One of the communication tools produced in the framework of the FOOD programme by the Portuguese partners, the Alimentação Inteligente - Coma melhor, poupe mais book [translation: Smart Food - Eat better, save more], won the Portuguese Food and Nutrition Awards 2013 in the Mobilization Initiative category.

===The Spanish FOOD Guides for Restaurants and Employees===

The Spanish partners of the FOOD programme edited and published two handy Guides: providing healthy and easy cooking/eating tips for both target groups - restaurants and employees.

FOOD Guide for restaurants.

FOOD Guide for employees.

===Italian Roadshow for Restaurants===

In 2019, a press conference hosted by the Ministry of Health introduced an itinerant training roadshow for restaurants.
A partnership with Fipe – Italian Federation of Public Exercises, ISS – National Institute of Health and Healthy Cities Network OMS, was presented in Rome.
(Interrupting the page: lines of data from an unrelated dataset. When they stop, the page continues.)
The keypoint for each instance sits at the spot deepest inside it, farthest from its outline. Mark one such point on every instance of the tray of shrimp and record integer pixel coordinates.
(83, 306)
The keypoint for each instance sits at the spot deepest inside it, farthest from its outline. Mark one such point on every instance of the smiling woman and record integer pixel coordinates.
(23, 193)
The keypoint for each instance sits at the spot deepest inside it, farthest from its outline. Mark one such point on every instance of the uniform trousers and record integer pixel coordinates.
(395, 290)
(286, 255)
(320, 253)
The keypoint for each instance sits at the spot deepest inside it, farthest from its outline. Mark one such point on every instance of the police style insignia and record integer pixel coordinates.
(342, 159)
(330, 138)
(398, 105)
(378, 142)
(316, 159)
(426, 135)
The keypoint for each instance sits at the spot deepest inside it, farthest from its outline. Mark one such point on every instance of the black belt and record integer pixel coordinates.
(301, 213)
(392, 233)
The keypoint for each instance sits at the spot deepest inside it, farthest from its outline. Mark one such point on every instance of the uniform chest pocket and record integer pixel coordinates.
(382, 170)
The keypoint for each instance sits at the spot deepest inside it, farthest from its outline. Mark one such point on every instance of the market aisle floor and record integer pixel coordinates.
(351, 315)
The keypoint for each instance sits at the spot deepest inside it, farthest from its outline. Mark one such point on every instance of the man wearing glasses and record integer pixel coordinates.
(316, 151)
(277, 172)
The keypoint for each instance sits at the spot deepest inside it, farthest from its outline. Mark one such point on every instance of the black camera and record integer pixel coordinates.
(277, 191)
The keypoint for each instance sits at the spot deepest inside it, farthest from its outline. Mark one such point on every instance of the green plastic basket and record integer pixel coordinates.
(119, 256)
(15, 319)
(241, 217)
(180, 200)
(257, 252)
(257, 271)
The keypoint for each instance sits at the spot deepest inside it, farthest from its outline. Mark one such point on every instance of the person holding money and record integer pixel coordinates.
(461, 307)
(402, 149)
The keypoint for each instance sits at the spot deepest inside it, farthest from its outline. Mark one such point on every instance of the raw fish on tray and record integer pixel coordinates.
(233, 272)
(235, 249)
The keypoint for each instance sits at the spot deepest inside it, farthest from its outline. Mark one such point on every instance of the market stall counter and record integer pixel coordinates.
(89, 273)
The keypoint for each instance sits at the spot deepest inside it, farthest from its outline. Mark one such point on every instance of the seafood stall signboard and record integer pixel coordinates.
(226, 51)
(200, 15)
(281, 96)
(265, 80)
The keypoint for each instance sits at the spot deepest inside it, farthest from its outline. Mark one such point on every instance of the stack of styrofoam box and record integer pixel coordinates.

The training sessions aim at sensitizing chefs about healthy and balanced lunch breaks.

Three cooking shows took place in three different Italian locations (Rome, Milan and Palermo), and gathered 250 restaurant owners and chefs.

The events were structured in three different modules:

→ food safety: avoid food contamination

→ nutritional safety: identify a healthy diet and balanced menus during lunch breaks

→ correct management of allergens

==Recent awards and recognitions (EU and international)==

June 2019: The FOOD programme was awarded a Best practice certificate by the European Commission for its contribution towards promoting Healthy Lifestyles

September 2019: the Belgian Federal Public Service Health, Food Chain Safety and Environment (SPF SP) received an award from the United Nations Inter-Agency Task Force on the Prevention and Control of Non-communicable Diseases.
This award recognises the FOOD programme's "outstanding contribution to achieving NCD-related Sustainable Development Goals".